Ze statystyk instytucji rentowych wynika, że lekarze orzekający o zdrowiu wydają coraz mniej orzeczeń o niezdolności do pracy.
Do otrzymania renty z tego tytułu konieczne jest odpowiednie orzeczenie lekarza Zakładu Ubezpieczeń Społecznych. Za niezdolną do pracy uznaje się osobę, która całkowicie lub częściowo utraciła zdolność do pracy zarobkowej z powodu naruszenia sprawności organizmu i nie rokuje jej odzyskania po przekwalifikowaniu.

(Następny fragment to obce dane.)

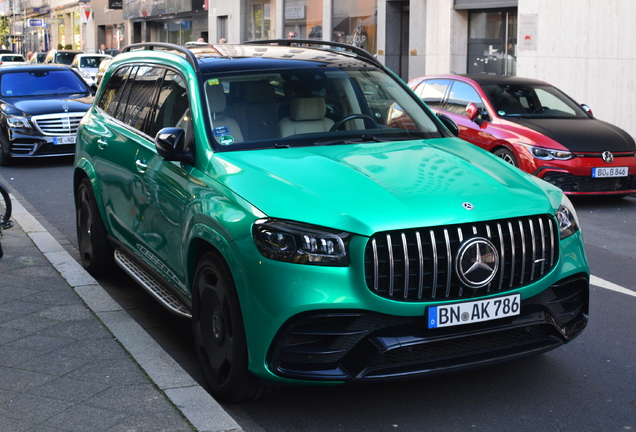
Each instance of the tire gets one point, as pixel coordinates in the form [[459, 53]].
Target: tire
[[6, 202], [219, 334], [96, 252], [507, 155]]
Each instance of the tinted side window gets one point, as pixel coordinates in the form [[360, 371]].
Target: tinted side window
[[173, 105], [142, 96], [112, 95], [461, 95], [433, 92]]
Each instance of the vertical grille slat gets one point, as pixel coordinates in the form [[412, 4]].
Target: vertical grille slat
[[527, 248]]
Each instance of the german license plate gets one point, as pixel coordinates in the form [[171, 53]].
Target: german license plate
[[610, 172], [64, 140], [475, 311]]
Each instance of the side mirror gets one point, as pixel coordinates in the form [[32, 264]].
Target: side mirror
[[171, 146], [450, 124], [472, 111]]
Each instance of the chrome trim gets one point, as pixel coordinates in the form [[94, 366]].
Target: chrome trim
[[406, 265], [376, 265], [420, 254], [449, 265], [534, 253], [435, 260], [523, 251], [391, 264]]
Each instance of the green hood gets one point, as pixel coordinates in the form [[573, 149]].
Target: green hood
[[365, 188]]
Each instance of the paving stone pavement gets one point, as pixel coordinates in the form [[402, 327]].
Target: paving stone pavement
[[72, 360]]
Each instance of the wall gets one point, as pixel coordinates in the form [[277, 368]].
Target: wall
[[587, 49]]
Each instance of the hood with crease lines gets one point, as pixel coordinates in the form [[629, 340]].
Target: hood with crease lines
[[581, 134], [366, 188]]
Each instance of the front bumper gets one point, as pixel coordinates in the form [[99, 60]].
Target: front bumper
[[358, 345], [33, 145]]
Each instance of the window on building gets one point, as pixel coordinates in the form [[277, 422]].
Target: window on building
[[492, 42], [261, 19], [355, 23], [303, 19]]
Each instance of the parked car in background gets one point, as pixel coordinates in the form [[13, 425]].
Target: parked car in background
[[103, 65], [40, 109], [38, 57], [260, 191], [61, 56], [87, 65], [11, 59], [538, 128]]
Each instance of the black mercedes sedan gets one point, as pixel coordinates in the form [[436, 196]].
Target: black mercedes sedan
[[40, 110]]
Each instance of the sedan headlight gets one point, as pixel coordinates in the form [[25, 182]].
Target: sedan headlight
[[550, 154], [301, 243], [18, 122], [567, 218]]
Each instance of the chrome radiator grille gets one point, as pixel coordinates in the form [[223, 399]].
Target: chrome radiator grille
[[419, 264], [58, 124]]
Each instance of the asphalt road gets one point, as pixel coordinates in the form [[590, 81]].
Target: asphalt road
[[588, 385]]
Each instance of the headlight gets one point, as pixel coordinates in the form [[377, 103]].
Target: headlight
[[300, 243], [567, 218], [18, 122], [549, 154]]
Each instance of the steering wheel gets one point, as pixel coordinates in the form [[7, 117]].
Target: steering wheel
[[340, 122]]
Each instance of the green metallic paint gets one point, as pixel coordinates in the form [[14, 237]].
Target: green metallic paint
[[410, 179]]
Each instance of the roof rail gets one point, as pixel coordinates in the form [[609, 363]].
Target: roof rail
[[152, 46], [294, 42]]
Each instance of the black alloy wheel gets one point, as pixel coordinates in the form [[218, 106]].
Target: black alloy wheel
[[219, 334], [96, 252]]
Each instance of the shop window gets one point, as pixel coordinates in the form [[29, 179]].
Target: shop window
[[355, 23], [303, 18], [260, 19], [492, 42]]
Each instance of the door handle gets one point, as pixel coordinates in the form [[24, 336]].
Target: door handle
[[142, 165]]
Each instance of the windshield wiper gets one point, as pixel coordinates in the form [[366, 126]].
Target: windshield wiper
[[362, 139]]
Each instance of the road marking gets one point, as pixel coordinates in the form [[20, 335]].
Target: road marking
[[596, 281]]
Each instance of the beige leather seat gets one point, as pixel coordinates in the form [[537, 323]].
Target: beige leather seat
[[217, 105], [307, 116]]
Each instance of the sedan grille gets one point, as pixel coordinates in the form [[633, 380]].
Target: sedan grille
[[58, 124], [420, 264]]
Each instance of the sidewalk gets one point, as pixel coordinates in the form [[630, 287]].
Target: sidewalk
[[71, 359]]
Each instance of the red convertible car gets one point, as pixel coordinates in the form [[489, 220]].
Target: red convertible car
[[536, 127]]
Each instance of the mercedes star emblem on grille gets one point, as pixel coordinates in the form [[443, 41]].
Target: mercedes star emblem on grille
[[477, 262]]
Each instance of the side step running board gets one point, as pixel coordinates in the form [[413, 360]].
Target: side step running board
[[152, 285]]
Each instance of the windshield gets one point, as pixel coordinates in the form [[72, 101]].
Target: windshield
[[543, 101], [65, 58], [90, 62], [312, 106], [40, 83]]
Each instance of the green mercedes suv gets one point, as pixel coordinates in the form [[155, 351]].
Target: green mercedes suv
[[315, 221]]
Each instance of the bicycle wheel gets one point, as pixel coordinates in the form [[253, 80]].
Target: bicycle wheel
[[6, 202]]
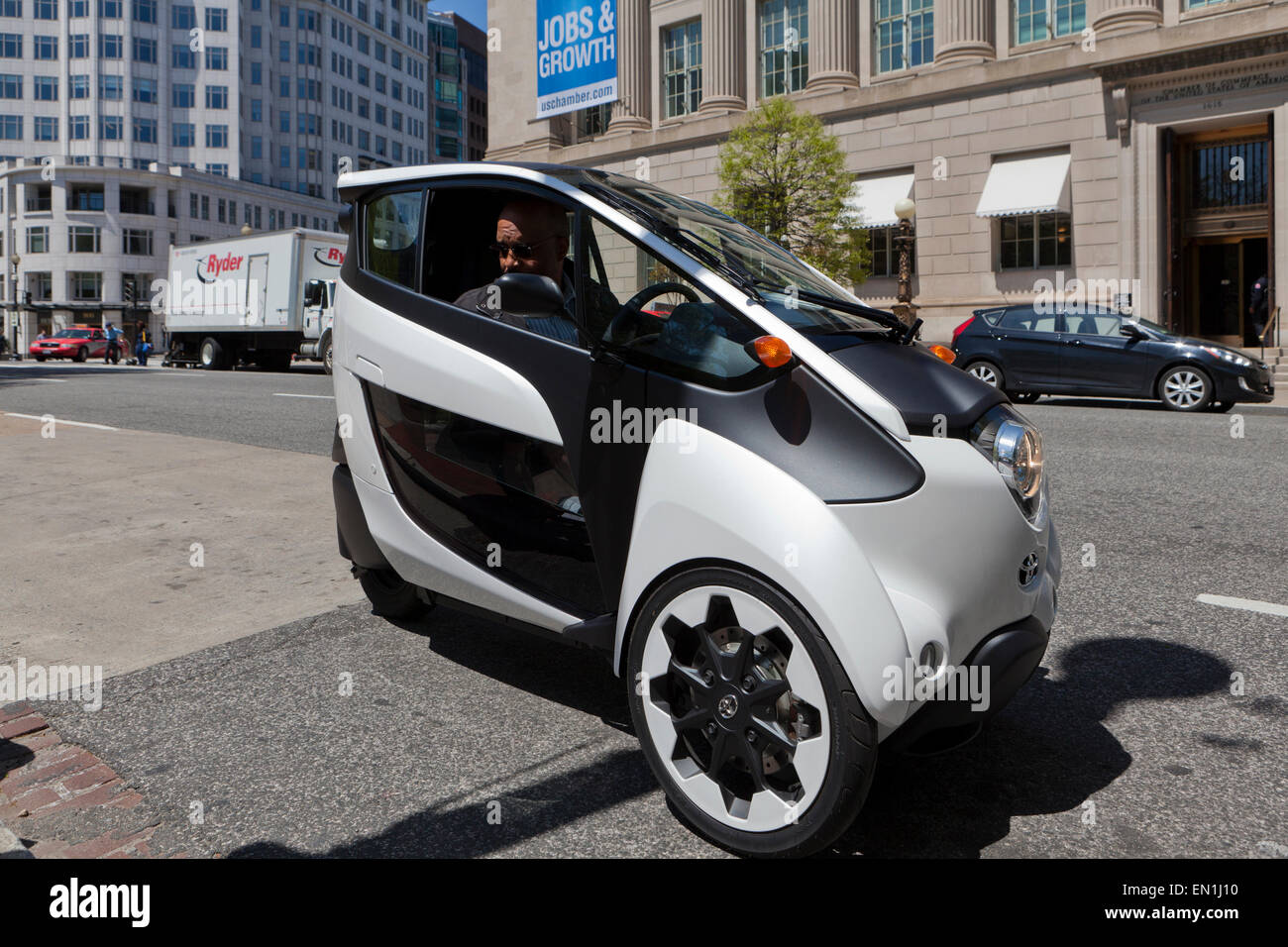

Według danych ZUS w ciągu ostatnich czterech lat liczba wydanych orzeczeń dla celów rentowych spadła o ok. 12 proc. (w 2007 wydano ich prawie 11 tys. mniej niż w 2004 r.). Wynika z tego, że coraz mniej osób stara się o renty.
W ubiegłym roku lekarze wydali 91,8 tys. orzeczeń dla celów rentowych. Średnio z dziesięciu osób składających wniosek o rentę na pozytywne rozstrzygnięcie orzecznika ZUS może liczyć około sześciu.
Przeważająca większość otrzymuje orzeczenie o niezdolności do pracy na określony czas (pisaliśmy o tym w „Rz” z 7 kwietnia). Tylko mniej niż jedna osoba na dziesięć dostanie je na stałe. Jest ich zresztą coraz mniej. Od 2004 r. procent orzeczeń stwierdzających trwałą niezdolność do pracy spadł z 13 do ok. 8 w 2007 r. W rezultacie coraz mniej rent jest przyznawanych na stałe.